The Home Secretary’s systematic and routine accommodation of unaccompanied asylum-seeking children in hotels is unlawful, the High Court has held. The case, R (on the application of ECPAT UK) v Kent County Council and another  EWHC 1953 (Admin), looks at what happens when local authorities don’t comply with their duty to look after unaccompanied children.
Most of the UK’s unaccompanied asylum-seeking children arrive in Kent after crossing the English Channel. This means that Kent County Council is legally responsible for accommodating and looking after them under section 20 of the Children Act 1989. In 2021, it decided that it simply didn’t have the resources to do so for new arrivals in addition to the other children already in its care. It announced that it wouldn’t take any more.
The Home Secretary responded by agreeing a scheme, called the Kent Protocol, under which Kent County Council would continue to take a limited number of unaccompanied children. For the ones the council didn’t take, she commissioned hotel accommodation while they waited for a different local authority to take them under the National Transfer Scheme.
Over 5,400 children have been accommodated in these hotels since July 2021. No local authority is taking responsibility for them; they are entirely outside the care system. As of July 2023 when the High Court heard the case, 154 of them were missing, with ages ranging from 12 to 17. Although the National Transfer Scheme Protocol says that they should be transferred to a new local authority within 10 working days, this doesn’t always happen.
A charity, Every Child Protected Against Trafficking, applied for judicial review. It argued that Kent County Council and the Home Secretary were both acting unlawfully.

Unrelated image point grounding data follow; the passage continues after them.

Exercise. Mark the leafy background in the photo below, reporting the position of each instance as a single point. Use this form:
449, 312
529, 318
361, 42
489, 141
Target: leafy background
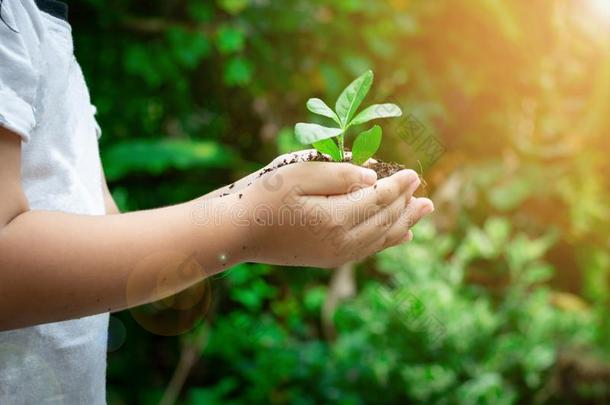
503, 295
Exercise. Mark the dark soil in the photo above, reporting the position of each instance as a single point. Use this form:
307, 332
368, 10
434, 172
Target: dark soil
383, 169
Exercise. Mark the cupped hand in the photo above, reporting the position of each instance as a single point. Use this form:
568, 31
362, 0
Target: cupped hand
325, 214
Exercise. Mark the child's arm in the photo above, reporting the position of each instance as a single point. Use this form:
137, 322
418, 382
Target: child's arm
56, 266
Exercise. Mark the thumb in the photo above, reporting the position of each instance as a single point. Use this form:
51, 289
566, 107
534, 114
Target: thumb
321, 178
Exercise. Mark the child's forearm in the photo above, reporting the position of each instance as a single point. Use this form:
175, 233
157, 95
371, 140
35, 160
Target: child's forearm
56, 266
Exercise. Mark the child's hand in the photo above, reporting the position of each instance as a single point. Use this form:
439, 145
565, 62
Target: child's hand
325, 214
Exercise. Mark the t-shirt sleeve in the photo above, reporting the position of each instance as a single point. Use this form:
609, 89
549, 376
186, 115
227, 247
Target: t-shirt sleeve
19, 46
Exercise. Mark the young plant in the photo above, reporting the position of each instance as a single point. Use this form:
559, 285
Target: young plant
331, 141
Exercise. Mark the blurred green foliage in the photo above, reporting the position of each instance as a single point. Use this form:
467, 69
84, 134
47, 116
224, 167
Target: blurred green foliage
502, 298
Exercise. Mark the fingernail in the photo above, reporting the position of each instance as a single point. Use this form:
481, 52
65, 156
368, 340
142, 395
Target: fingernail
369, 176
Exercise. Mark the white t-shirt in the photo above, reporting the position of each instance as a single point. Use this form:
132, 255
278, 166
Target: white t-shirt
44, 99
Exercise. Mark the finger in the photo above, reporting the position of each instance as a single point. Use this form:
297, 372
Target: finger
401, 232
320, 178
370, 201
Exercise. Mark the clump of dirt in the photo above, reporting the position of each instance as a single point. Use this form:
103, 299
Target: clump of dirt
383, 169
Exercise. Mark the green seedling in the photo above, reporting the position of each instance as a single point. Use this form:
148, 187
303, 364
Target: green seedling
331, 141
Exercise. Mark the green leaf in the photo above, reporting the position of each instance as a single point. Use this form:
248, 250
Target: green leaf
366, 144
351, 98
238, 72
377, 111
329, 147
229, 40
317, 106
233, 7
311, 133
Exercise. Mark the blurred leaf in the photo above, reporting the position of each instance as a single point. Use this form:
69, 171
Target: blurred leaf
351, 98
155, 157
238, 72
233, 6
366, 144
317, 106
377, 111
229, 40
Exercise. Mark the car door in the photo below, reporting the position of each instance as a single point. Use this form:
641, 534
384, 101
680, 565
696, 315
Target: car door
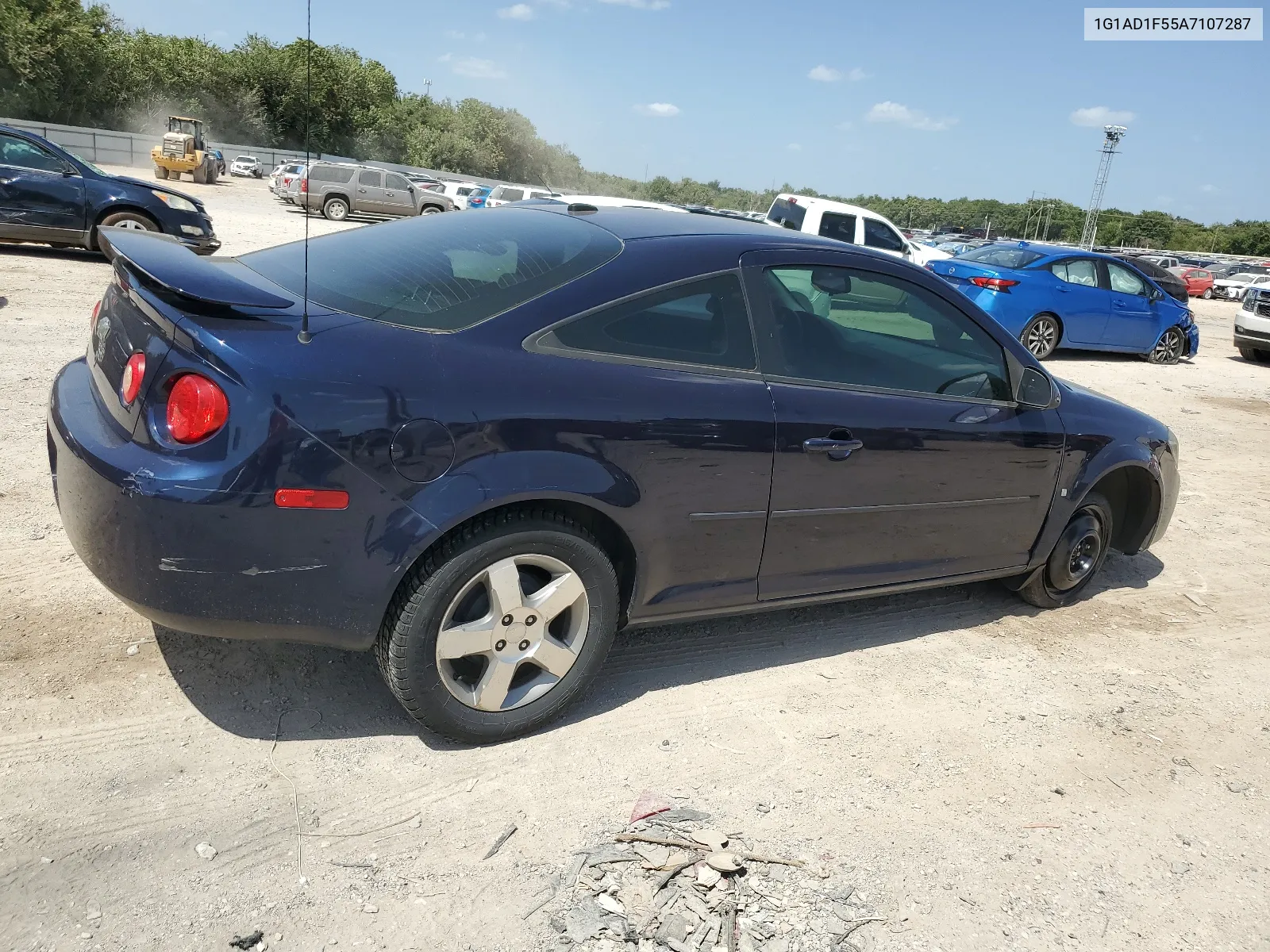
899, 452
1080, 301
370, 192
676, 409
41, 194
398, 196
1133, 321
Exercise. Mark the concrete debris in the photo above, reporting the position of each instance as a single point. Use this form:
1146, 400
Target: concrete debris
690, 895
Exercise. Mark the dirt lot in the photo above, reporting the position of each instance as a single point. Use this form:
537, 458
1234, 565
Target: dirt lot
987, 774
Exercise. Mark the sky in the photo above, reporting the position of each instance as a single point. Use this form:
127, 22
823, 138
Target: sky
983, 99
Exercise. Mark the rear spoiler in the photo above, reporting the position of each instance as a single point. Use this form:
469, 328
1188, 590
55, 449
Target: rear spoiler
168, 263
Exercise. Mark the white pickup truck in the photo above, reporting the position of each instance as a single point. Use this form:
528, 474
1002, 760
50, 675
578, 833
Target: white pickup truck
848, 222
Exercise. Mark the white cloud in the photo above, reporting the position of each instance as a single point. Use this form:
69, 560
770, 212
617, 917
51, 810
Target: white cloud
901, 114
475, 69
660, 109
1100, 116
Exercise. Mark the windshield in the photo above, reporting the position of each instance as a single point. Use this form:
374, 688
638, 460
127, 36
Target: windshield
1003, 255
444, 273
86, 162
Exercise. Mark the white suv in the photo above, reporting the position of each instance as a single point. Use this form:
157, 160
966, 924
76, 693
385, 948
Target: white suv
247, 165
848, 222
1253, 325
516, 194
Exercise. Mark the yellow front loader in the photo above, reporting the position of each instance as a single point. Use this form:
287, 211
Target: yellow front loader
184, 150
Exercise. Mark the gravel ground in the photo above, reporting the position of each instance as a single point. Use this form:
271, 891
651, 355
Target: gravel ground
990, 776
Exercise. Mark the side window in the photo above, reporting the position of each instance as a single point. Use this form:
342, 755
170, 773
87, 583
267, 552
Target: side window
1126, 281
882, 235
1083, 271
841, 228
842, 325
25, 155
704, 323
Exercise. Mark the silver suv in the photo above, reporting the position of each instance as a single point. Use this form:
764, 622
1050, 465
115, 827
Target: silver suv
340, 190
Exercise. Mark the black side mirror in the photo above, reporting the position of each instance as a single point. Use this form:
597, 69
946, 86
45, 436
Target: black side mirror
1037, 390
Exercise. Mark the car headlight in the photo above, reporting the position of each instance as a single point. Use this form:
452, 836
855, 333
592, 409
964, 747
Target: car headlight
175, 202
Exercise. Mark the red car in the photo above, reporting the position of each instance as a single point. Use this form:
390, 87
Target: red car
1199, 282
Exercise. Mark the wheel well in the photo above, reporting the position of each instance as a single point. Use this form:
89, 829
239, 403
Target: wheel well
1054, 317
610, 536
116, 209
1134, 498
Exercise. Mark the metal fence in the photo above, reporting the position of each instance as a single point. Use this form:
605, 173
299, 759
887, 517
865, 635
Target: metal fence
133, 149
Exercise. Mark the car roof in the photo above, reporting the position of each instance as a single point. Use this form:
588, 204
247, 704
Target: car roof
630, 224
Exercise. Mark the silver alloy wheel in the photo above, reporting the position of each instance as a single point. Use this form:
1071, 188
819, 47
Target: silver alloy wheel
521, 645
1041, 336
1168, 348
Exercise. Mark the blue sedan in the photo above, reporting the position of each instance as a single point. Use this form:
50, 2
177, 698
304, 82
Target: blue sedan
51, 196
1049, 298
479, 444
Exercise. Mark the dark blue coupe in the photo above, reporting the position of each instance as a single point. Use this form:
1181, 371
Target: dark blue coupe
514, 433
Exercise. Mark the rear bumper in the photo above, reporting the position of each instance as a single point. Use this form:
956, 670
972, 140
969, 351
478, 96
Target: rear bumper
169, 539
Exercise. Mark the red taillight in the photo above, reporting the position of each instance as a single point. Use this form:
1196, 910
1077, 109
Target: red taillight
133, 372
995, 283
196, 409
311, 499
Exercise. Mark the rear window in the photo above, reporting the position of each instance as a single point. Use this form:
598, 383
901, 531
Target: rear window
787, 213
330, 173
444, 272
1001, 257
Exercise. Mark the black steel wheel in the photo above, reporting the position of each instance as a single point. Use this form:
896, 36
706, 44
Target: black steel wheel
502, 628
1076, 558
1041, 336
1168, 348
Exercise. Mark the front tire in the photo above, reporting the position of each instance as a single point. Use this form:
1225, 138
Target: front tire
1041, 336
1168, 348
336, 209
502, 628
1076, 559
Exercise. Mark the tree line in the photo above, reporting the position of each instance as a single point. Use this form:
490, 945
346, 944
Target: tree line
64, 63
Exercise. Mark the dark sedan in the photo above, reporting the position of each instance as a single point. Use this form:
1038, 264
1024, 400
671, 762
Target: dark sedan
51, 196
511, 435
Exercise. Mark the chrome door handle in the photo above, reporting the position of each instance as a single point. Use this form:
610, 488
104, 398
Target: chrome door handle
836, 450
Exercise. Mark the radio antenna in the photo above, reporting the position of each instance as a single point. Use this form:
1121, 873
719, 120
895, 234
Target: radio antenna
305, 336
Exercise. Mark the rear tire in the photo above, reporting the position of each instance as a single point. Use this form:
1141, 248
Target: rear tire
464, 587
1168, 348
1076, 559
336, 209
1041, 336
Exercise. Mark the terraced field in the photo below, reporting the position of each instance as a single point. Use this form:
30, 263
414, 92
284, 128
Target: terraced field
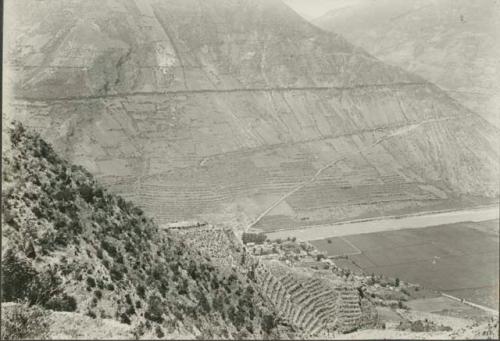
459, 259
317, 305
218, 117
312, 303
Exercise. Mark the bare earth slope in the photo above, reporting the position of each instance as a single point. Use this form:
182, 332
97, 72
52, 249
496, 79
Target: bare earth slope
218, 109
451, 43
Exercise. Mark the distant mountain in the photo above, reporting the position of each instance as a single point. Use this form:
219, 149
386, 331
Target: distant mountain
217, 110
79, 262
452, 43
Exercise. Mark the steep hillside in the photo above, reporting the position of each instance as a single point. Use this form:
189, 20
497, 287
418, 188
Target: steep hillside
451, 43
225, 110
69, 245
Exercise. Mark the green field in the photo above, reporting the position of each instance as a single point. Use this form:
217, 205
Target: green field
460, 259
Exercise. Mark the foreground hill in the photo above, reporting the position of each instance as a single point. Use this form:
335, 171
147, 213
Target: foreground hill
78, 262
223, 110
451, 43
69, 245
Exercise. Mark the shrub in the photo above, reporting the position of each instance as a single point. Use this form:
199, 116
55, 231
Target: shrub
125, 319
63, 302
154, 311
320, 256
17, 274
257, 238
159, 332
24, 322
91, 282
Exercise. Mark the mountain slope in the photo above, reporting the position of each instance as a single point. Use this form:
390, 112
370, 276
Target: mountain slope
217, 109
68, 245
453, 44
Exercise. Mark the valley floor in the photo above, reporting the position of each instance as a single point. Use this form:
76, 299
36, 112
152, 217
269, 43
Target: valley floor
389, 224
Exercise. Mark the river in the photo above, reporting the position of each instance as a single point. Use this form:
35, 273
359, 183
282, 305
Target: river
318, 232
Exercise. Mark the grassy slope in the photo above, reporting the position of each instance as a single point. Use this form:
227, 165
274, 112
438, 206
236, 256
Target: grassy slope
70, 245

The judge, Mr Justice Chamberlain, held that Kent County Council was in breach of its legal duty to accommodate and care for the unaccompanied children in its area. The council had actually admitted this, although it preferred to use the euphemism ‘derogation’. It followed, Chamberlain J said, that the Kent Protocol was unlawful because it set out a policy telling staff that they could refuse to do something – accommodate certain children – that the law said they had to do. Both the council and the Home Secretary had acted unlawfully in agreeing to it.
As to the use of hotels, all the parties agreed that the Home Secretary has the legal power to accommodate unaccompanied asylum-seeking children. This is because under Article 3 of the European Convention on Human Rights the UK has to ensure that no one is subjected to ‘inhuman and degrading treatment’. Chamberlain J agreed. He emphasised, however, that the power can only be used ‘over very short periods in true emergency situations’. In putting a duty on local authorities under section 20 of the Children Act, Parliament intended that children be accommodated and looked after by a body with the necessary experience and expertise. The Home Secretary ‘systematically or routinely’ providing accommodation herself would frustrate that intention and be unlawful.
That is what happened here, Chamberlain J concluded. The use of hotels might have started off as an emergency measure when Kent County Council first refused to accept unaccompanied asylum-seeking children. By December 2021 at the latest, though, it had become entrenched and normalised. By continuing routinely to place them in hotels, the Home Secretary was acting unlawfully.
You can read the relief order made in the case here if you are interested.
The Home Secretary may be entitled to a bit of sympathy here. The circumstances leading her to use hotels weren’t entirely of her own making. Rather, they arose because of Kent County Council’s refusal to accommodate unaccompanied asylum-seeking children.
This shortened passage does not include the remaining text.